One of the most popular motifs in men's accessories and jewelry is a skull. It is a very ancient symbol, which, nevertheless, is still actively used to adorn accessories. The symbol of a skull unites divergent cultures and groups of people. Orthodox monks, pirates, Goths, bikers, rockers, hussars, pilots, Emos ... and many other groups utilize skulls in their symbolism. Why is this seemingly intimidating image so appealing for different people?
The dual nature of a Skull
A skull is a symbol that encompasses two opposite meanings at the same time. The skull is a symbol of mortality and simultaneously, it signifies an opposition to death. In ancient cultures, skulls and bones symbolized vitality and energy because bones are the most resistant organic substance that withstands decay and decomposition. The maters of life, death, and immortality have always bothered people. A skull as a two-fold symbol became an accessible signifier for various interpretations and philosophical reflections on these topics.
The Meaning of a Skull in Antiquity
In ancient Rome, a skull with bones signified victory over death. This symbol was used by warriors during triumphal marches. It was always accompanied by a Latin phrase “Memento mori”. These words mean “remember that you are mortal”. Ancient Romans believed that a reminder of death added caution, skill, and dexterity to the warriors and helped them to win. A skull was a guarding angel that defended them in battles. Warriors of ancient Rome painted signs of a skull on clothing and embellished various wearable accessories.
In Western culture, the symbol of a skull has Christian roots. Traditionally, a skull with crossbones was called Adam's head. According to the legends, the dust of Adam was buried on Golgotha, a mountain where Christ was crucified.

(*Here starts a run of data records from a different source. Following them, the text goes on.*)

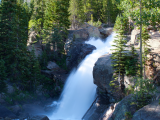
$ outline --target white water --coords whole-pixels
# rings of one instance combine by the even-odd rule
[[[56,111],[50,116],[50,120],[81,120],[96,96],[96,85],[93,84],[93,67],[97,59],[110,51],[113,34],[106,42],[91,38],[88,44],[97,49],[86,56],[77,70],[69,75],[64,90],[58,102]]]

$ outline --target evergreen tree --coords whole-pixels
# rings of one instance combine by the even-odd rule
[[[36,31],[38,40],[42,40],[45,9],[46,0],[34,0],[34,10],[30,24],[33,24],[31,27],[33,27],[34,31]]]
[[[4,82],[6,80],[7,74],[6,74],[6,67],[5,67],[5,61],[3,59],[0,60],[0,93],[5,92],[6,90],[6,83]]]
[[[75,29],[85,20],[82,0],[70,0],[69,12],[71,27]]]
[[[124,39],[124,26],[123,26],[123,17],[117,16],[116,24],[119,25],[118,27],[118,35],[116,39],[113,41],[115,43],[113,53],[112,53],[112,66],[115,73],[115,79],[118,79],[118,82],[120,83],[121,90],[123,91],[124,86],[124,74],[125,74],[125,56],[126,53],[124,51],[126,48],[126,40]]]

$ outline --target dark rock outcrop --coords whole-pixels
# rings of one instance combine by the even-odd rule
[[[11,112],[10,110],[8,110],[6,107],[0,105],[0,117],[5,118],[5,117],[9,117],[12,119],[17,118],[17,116]]]
[[[88,38],[89,33],[85,29],[74,32],[70,31],[65,44],[67,54],[66,65],[68,69],[76,67],[86,55],[96,49],[93,45],[85,43]]]
[[[31,117],[30,120],[49,120],[49,118],[45,115],[37,115]]]
[[[106,91],[108,93],[111,93],[111,86],[109,83],[113,76],[110,57],[111,54],[101,56],[93,67],[94,84],[96,84],[102,91]]]
[[[139,109],[134,113],[132,120],[160,120],[159,100]]]
[[[100,34],[101,34],[102,38],[106,38],[106,37],[108,37],[109,35],[112,34],[113,28],[111,28],[111,27],[103,28],[102,27],[102,28],[99,29],[99,31],[100,31]]]
[[[133,95],[130,94],[115,105],[111,105],[106,109],[100,120],[126,120],[126,114],[133,115],[136,112],[136,105]]]

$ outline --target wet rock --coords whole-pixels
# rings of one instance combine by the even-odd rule
[[[111,93],[111,86],[109,85],[113,76],[113,69],[111,66],[111,54],[106,54],[98,58],[93,67],[94,84],[104,92]]]
[[[28,45],[27,49],[29,51],[32,51],[34,49],[36,57],[41,56],[42,52],[43,52],[43,46],[42,46],[42,44],[40,42],[36,42],[36,43],[34,43],[32,45]]]
[[[30,120],[49,120],[49,118],[45,115],[37,115],[31,117]]]
[[[12,94],[14,92],[15,92],[14,87],[9,85],[9,84],[7,84],[7,93]]]
[[[55,62],[52,61],[48,62],[47,68],[52,71],[58,71],[60,69],[60,67]]]
[[[10,110],[15,114],[19,115],[19,112],[22,110],[22,108],[19,105],[14,105],[10,107]]]
[[[100,31],[100,34],[102,35],[102,38],[106,38],[106,37],[108,37],[109,35],[112,34],[113,28],[112,27],[101,28],[101,29],[99,29],[99,31]]]
[[[10,110],[8,110],[6,107],[0,105],[0,117],[3,117],[3,118],[9,117],[9,118],[14,119],[17,116],[13,112],[11,112]]]
[[[94,46],[84,43],[89,38],[87,34],[88,32],[85,29],[70,31],[65,44],[68,69],[77,67],[81,60],[95,49]]]
[[[160,120],[159,100],[139,109],[134,113],[132,120]]]
[[[136,112],[137,106],[135,103],[136,103],[136,100],[132,94],[126,96],[119,103],[116,103],[116,106],[114,106],[114,112],[111,112],[110,114],[108,114],[108,117],[106,117],[106,119],[104,118],[102,120],[125,120],[127,119],[126,113],[130,113],[131,115],[133,115]],[[107,114],[108,110],[105,111],[105,114]]]
[[[89,33],[89,37],[95,37],[95,38],[100,37],[100,32],[97,27],[89,25],[88,23],[85,22],[82,28],[84,28]]]

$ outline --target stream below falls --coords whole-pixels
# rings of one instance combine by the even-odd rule
[[[82,120],[96,98],[92,75],[94,64],[100,56],[110,51],[113,38],[114,34],[108,36],[105,42],[95,38],[86,42],[97,49],[85,57],[78,69],[70,73],[59,100],[53,102],[57,106],[49,116],[50,120]]]

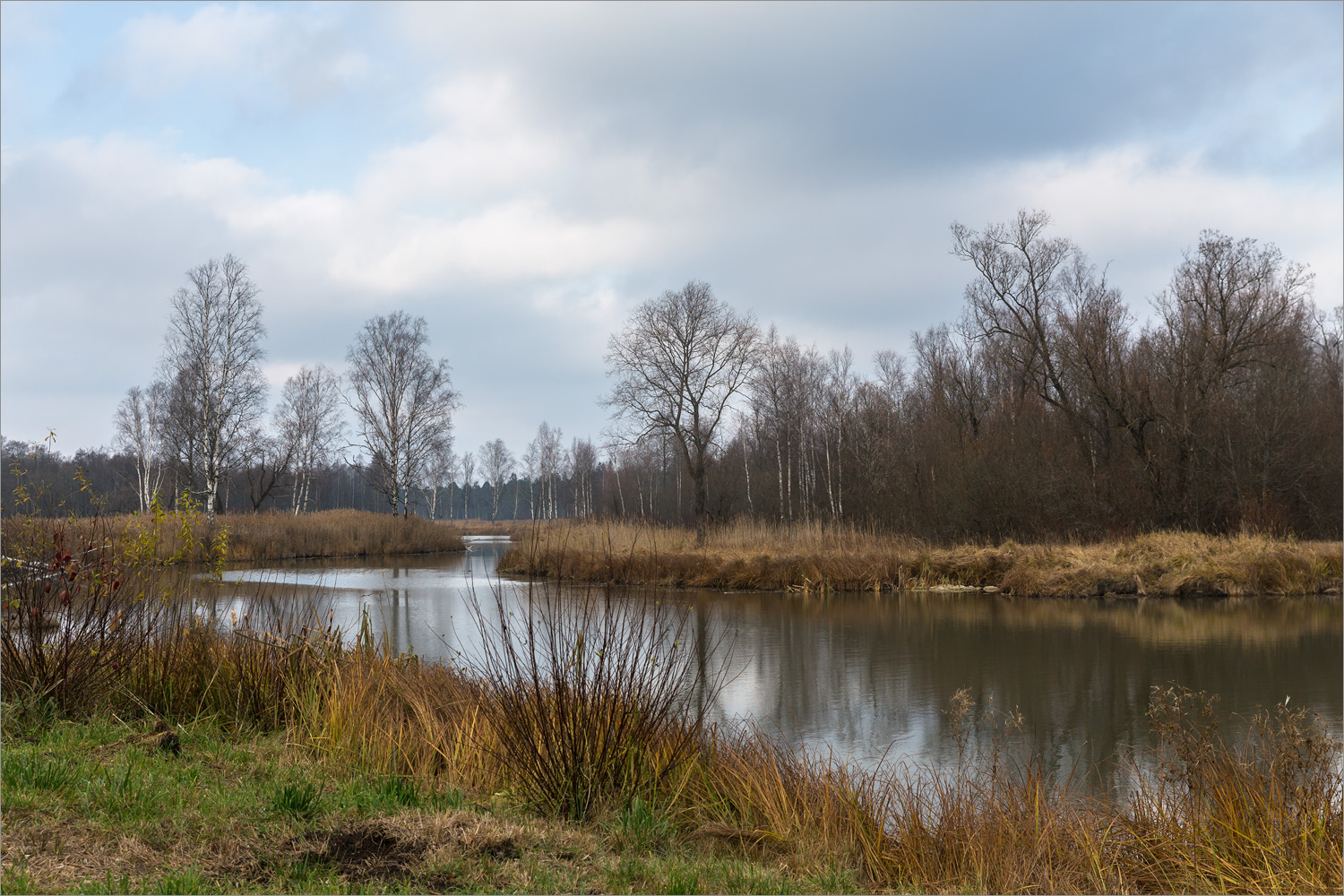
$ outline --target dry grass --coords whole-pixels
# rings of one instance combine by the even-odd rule
[[[81,563],[90,582],[103,575],[97,555]],[[82,582],[83,567],[71,566],[67,575]],[[71,606],[106,596],[83,587]],[[999,713],[985,751],[968,754],[966,744],[982,740],[966,733],[974,713],[965,693],[949,709],[962,747],[956,768],[864,770],[759,731],[706,729],[696,703],[677,699],[702,684],[711,693],[715,686],[677,637],[687,607],[657,603],[652,592],[622,604],[606,592],[560,600],[558,590],[539,588],[512,614],[503,604],[493,614],[476,609],[488,649],[474,666],[392,656],[367,627],[351,643],[320,626],[228,631],[160,614],[122,645],[130,654],[108,654],[116,660],[98,666],[90,678],[97,688],[83,692],[85,700],[66,704],[51,701],[59,668],[51,672],[56,678],[30,681],[26,670],[35,664],[16,662],[46,653],[59,630],[35,629],[26,622],[31,614],[19,613],[0,654],[5,732],[90,711],[278,729],[333,775],[405,780],[417,793],[456,789],[581,823],[620,815],[630,842],[710,844],[805,875],[839,866],[879,891],[1340,892],[1344,885],[1339,744],[1304,709],[1262,712],[1251,736],[1230,744],[1210,697],[1154,689],[1149,715],[1161,747],[1129,760],[1136,783],[1120,799],[1073,790],[1046,776],[1039,762],[1009,764],[1003,746],[1023,724],[1016,715]],[[38,578],[7,578],[5,592],[20,610],[52,599]],[[587,603],[575,607],[574,599]],[[633,627],[650,613],[667,614],[667,622]],[[28,760],[27,772],[13,774],[69,776],[40,756]],[[108,787],[114,785],[121,786],[109,776]],[[145,801],[159,790],[145,785],[136,793],[146,813],[157,805]],[[152,822],[145,815],[137,823]],[[442,827],[437,833],[421,821],[415,830],[394,830],[398,821],[378,822],[376,832],[336,827],[281,844],[280,852],[293,846],[296,858],[340,865],[349,844],[372,844],[359,861],[386,864],[396,858],[384,854],[392,842],[405,841],[417,854],[446,849],[442,857],[452,860],[458,841],[517,840],[516,832],[453,833],[468,822],[480,823],[439,815],[431,822]],[[7,840],[16,823],[24,827],[7,814]],[[198,853],[192,861],[243,861],[237,849],[233,854]],[[242,864],[231,868],[249,873]]]
[[[500,572],[610,584],[796,591],[978,587],[1015,595],[1320,594],[1339,541],[1156,532],[1101,544],[935,547],[823,527],[687,529],[621,523],[530,529]]]
[[[461,551],[462,537],[418,516],[366,510],[323,510],[222,517],[230,560],[438,553]]]
[[[214,527],[196,509],[74,521],[11,517],[0,525],[7,544],[50,541],[62,531],[95,528],[117,553],[157,563],[437,553],[464,548],[461,535],[452,528],[422,517],[367,510],[304,516],[237,513],[216,517]]]
[[[1071,791],[1039,764],[1009,768],[999,755],[968,755],[952,772],[871,772],[750,729],[707,732],[642,793],[681,838],[804,873],[839,862],[875,889],[1339,892],[1336,747],[1286,708],[1263,715],[1247,746],[1230,747],[1198,724],[1199,700],[1154,695],[1167,746],[1136,760],[1137,789],[1120,802]],[[497,748],[485,692],[444,668],[371,654],[302,715],[300,742],[329,759],[535,806]],[[667,736],[628,750],[657,750]],[[620,787],[605,797],[607,811],[629,799]]]

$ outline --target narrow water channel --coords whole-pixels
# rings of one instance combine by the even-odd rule
[[[301,594],[347,631],[367,613],[394,650],[472,656],[472,592],[482,603],[493,603],[493,588],[526,599],[526,583],[495,574],[507,548],[482,537],[466,553],[233,570],[215,611],[257,613],[243,595],[258,590],[280,600]],[[1318,712],[1336,737],[1344,721],[1337,595],[1138,602],[677,590],[668,599],[689,607],[695,637],[719,645],[714,662],[727,684],[712,707],[718,720],[751,720],[862,763],[953,762],[943,709],[958,688],[981,709],[1021,712],[1016,748],[1059,775],[1149,746],[1153,685],[1219,695],[1231,732],[1285,697]],[[982,724],[978,736],[989,731]]]

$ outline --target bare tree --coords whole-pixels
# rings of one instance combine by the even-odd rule
[[[491,484],[491,520],[493,521],[500,514],[500,494],[503,494],[504,482],[513,473],[513,455],[504,445],[504,439],[493,439],[481,446],[477,457],[481,459],[481,476]]]
[[[560,427],[552,427],[546,420],[542,420],[542,424],[536,427],[536,438],[528,442],[527,451],[523,454],[523,463],[527,465],[528,476],[536,477],[536,500],[542,504],[539,516],[543,520],[559,516],[556,492],[564,454],[564,449],[560,445],[562,435]],[[536,519],[538,513],[534,510],[532,516]]]
[[[345,434],[340,412],[340,387],[325,364],[304,364],[285,380],[285,394],[276,408],[276,429],[293,458],[292,509],[308,510],[314,472],[331,462]]]
[[[161,361],[171,383],[171,443],[199,477],[214,521],[220,484],[246,449],[266,399],[257,285],[234,255],[187,271],[172,298]]]
[[[476,476],[476,455],[470,451],[462,451],[458,469],[462,470],[462,519],[465,520],[472,514],[472,477]]]
[[[117,406],[113,418],[117,434],[114,447],[136,459],[136,496],[140,512],[146,513],[163,481],[163,416],[167,412],[168,387],[153,383],[148,390],[133,386]]]
[[[425,466],[423,489],[429,494],[429,519],[438,519],[438,490],[448,489],[448,514],[453,516],[453,477],[457,476],[457,454],[450,449],[435,451]]]
[[[574,516],[593,516],[593,474],[597,449],[587,439],[570,442],[570,474],[574,484]]]
[[[605,399],[632,443],[669,438],[694,485],[696,535],[706,533],[706,474],[728,403],[757,363],[761,330],[691,281],[640,305],[607,343]]]
[[[253,513],[261,510],[280,484],[289,476],[294,461],[294,443],[284,434],[265,433],[254,427],[247,437],[247,447],[242,454],[243,474],[247,480],[247,500]]]
[[[423,317],[394,312],[368,318],[345,352],[356,447],[368,454],[370,485],[403,517],[425,466],[452,443],[458,403],[448,360],[434,361],[427,344]]]

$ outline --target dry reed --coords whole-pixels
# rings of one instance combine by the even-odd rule
[[[461,535],[422,517],[367,510],[234,513],[210,525],[199,509],[159,510],[90,520],[11,517],[3,521],[5,543],[31,540],[26,531],[50,540],[66,529],[97,528],[121,555],[157,563],[290,560],[301,557],[376,556],[461,551]]]
[[[94,582],[95,555],[87,567]],[[495,658],[488,652],[474,668],[392,656],[367,626],[351,643],[320,625],[230,631],[160,614],[159,627],[126,642],[132,653],[109,654],[116,660],[82,703],[58,709],[285,728],[340,767],[434,779],[559,815],[591,818],[638,798],[679,836],[786,856],[796,868],[839,862],[875,889],[1340,891],[1339,744],[1302,709],[1262,712],[1245,743],[1228,744],[1210,697],[1157,689],[1150,719],[1161,747],[1133,759],[1136,783],[1122,799],[1071,790],[1039,762],[1005,762],[1001,744],[1021,724],[1015,716],[1000,715],[988,752],[962,752],[950,771],[863,770],[755,729],[704,729],[695,703],[681,699],[700,684],[699,665],[677,653],[684,609],[665,610],[668,623],[641,635],[634,615],[607,613],[617,595],[590,592],[594,614],[585,617],[540,587],[532,603],[542,613],[521,629],[523,606],[499,603],[493,615],[477,607]],[[7,598],[23,607],[47,606],[48,594],[36,576],[7,576]],[[648,599],[630,611],[646,613]],[[31,661],[58,637],[24,627],[23,614],[13,619],[0,654],[7,719],[15,685],[34,668],[16,664],[15,650]],[[55,693],[38,690],[28,688],[30,703]],[[956,733],[972,717],[965,695],[950,717],[960,744],[981,743]]]
[[[1337,541],[1154,532],[1101,544],[935,547],[857,529],[753,523],[685,529],[621,523],[530,529],[500,572],[626,586],[880,591],[973,587],[1013,595],[1320,594],[1339,588]]]

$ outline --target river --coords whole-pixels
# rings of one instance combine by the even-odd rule
[[[504,539],[470,539],[465,553],[293,562],[230,570],[214,610],[253,607],[245,595],[305,594],[345,631],[367,611],[375,634],[426,658],[476,656],[472,594],[499,588]],[[1154,685],[1219,696],[1226,731],[1257,707],[1290,699],[1344,723],[1344,617],[1337,595],[1239,599],[1015,599],[981,592],[804,596],[676,590],[696,638],[719,645],[727,684],[711,715],[751,720],[812,751],[864,764],[934,766],[957,747],[943,712],[958,688],[980,707],[978,737],[1016,709],[1016,750],[1056,775],[1093,768],[1152,744]],[[288,599],[288,598],[285,598]],[[991,712],[986,712],[989,709]],[[997,712],[996,712],[997,711]]]

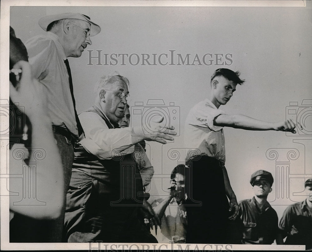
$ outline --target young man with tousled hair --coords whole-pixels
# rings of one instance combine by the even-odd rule
[[[186,162],[191,169],[192,189],[192,195],[188,196],[194,203],[187,209],[188,243],[237,242],[237,237],[232,237],[236,240],[229,238],[231,232],[227,228],[237,217],[238,205],[225,166],[223,127],[295,133],[295,125],[290,119],[269,123],[243,115],[227,114],[219,109],[230,100],[237,85],[244,82],[240,74],[227,68],[216,70],[211,79],[209,98],[195,105],[187,118]]]

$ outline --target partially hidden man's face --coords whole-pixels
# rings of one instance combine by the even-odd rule
[[[118,122],[119,127],[121,128],[125,128],[129,127],[130,123],[130,111],[128,106],[126,106],[124,108],[123,117]]]
[[[215,101],[219,105],[226,104],[236,90],[236,85],[223,76],[215,77],[212,83],[212,90]]]
[[[266,180],[260,180],[256,181],[253,189],[255,195],[259,198],[267,197],[272,190],[269,182]]]
[[[305,191],[307,195],[307,200],[312,202],[312,186],[307,186]]]
[[[126,84],[118,77],[115,78],[115,82],[106,86],[105,90],[101,90],[100,95],[103,112],[111,121],[118,123],[123,117],[127,106],[126,98],[121,98],[119,94],[123,92],[126,94],[129,92]]]
[[[71,30],[68,44],[67,57],[78,58],[81,56],[88,45],[92,43],[90,39],[90,25],[86,21],[79,19],[71,20]]]
[[[186,192],[185,190],[185,177],[183,174],[177,173],[171,183],[174,183],[177,190],[177,199],[184,199]]]

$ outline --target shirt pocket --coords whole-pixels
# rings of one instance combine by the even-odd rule
[[[257,231],[257,224],[250,221],[244,221],[243,238],[251,240],[258,240],[258,234]]]

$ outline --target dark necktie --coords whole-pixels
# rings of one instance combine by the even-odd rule
[[[80,121],[79,120],[79,118],[78,117],[78,115],[77,114],[77,112],[76,111],[76,102],[75,102],[75,98],[74,97],[73,81],[71,79],[71,68],[69,67],[69,63],[68,63],[68,59],[66,59],[64,61],[64,62],[65,63],[65,64],[66,65],[66,68],[67,68],[67,72],[68,73],[68,76],[69,77],[69,88],[71,89],[71,98],[73,99],[74,109],[75,111],[75,117],[76,118],[76,122],[77,123],[77,128],[78,129],[78,134],[80,136],[83,132],[83,130],[82,129],[82,127],[81,126]]]

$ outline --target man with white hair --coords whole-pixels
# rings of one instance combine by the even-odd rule
[[[91,44],[90,36],[97,34],[101,29],[89,17],[79,13],[47,16],[41,18],[39,23],[47,32],[46,34],[30,38],[25,45],[32,76],[44,86],[44,92],[46,94],[47,115],[52,122],[63,168],[64,207],[56,222],[48,222],[44,225],[38,224],[45,227],[40,232],[42,239],[37,241],[60,242],[66,194],[74,158],[74,145],[83,133],[76,111],[71,70],[67,58],[80,57],[87,46]],[[18,225],[19,223],[27,221],[23,216],[21,218],[22,220],[17,220],[15,222]]]
[[[153,135],[144,135],[141,127],[120,128],[128,84],[126,78],[117,73],[102,77],[94,104],[79,115],[85,138],[75,148],[65,241],[157,241],[144,224],[148,216],[150,222],[159,220],[145,203],[133,146],[142,139],[165,144],[166,140],[173,139],[169,135],[176,133],[165,124],[163,118],[151,122]]]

His blood washed Adam's skull and gave mankind a hope for salvation. The symbolic meaning of a skull with bones in Christianity is liberation from death and the possibility of resurrection.
Skull - Symbol of War
The wartimes retain many references of skulls. This symbol was extremely popular among the troops of Western Europe. The first mentions refer to the mid 19th century. It was primarily used by hussars of the Prussian army led by Frederick the Great. “Hussars with a dead head” - “Totenkopfhusaren” put a silver skull on their black hats which supposed to symbolize the unity of a war and death in the battlefield. In the XXth, the image of this sign began to appear on a silver skull ring that served as a reward in the German army.
Along with the Prussian troops, this signifier emerged in the British army. In 1855, during the Crimean War, their symbolism was complemented with a ribbon saying "OR GLORY" (meaning Death or Glory). Skulls were also used by French royalist immigrants who fought against the revolutionary regime. Later the Finnish, Bulgarian, Hungarian, Austrian, Italian, and Polish troops also adopted this symbol.
Today, the symbol of a skull is still used in military paraphernalia. Now it is utilized by mercenaries who take part in various military operations.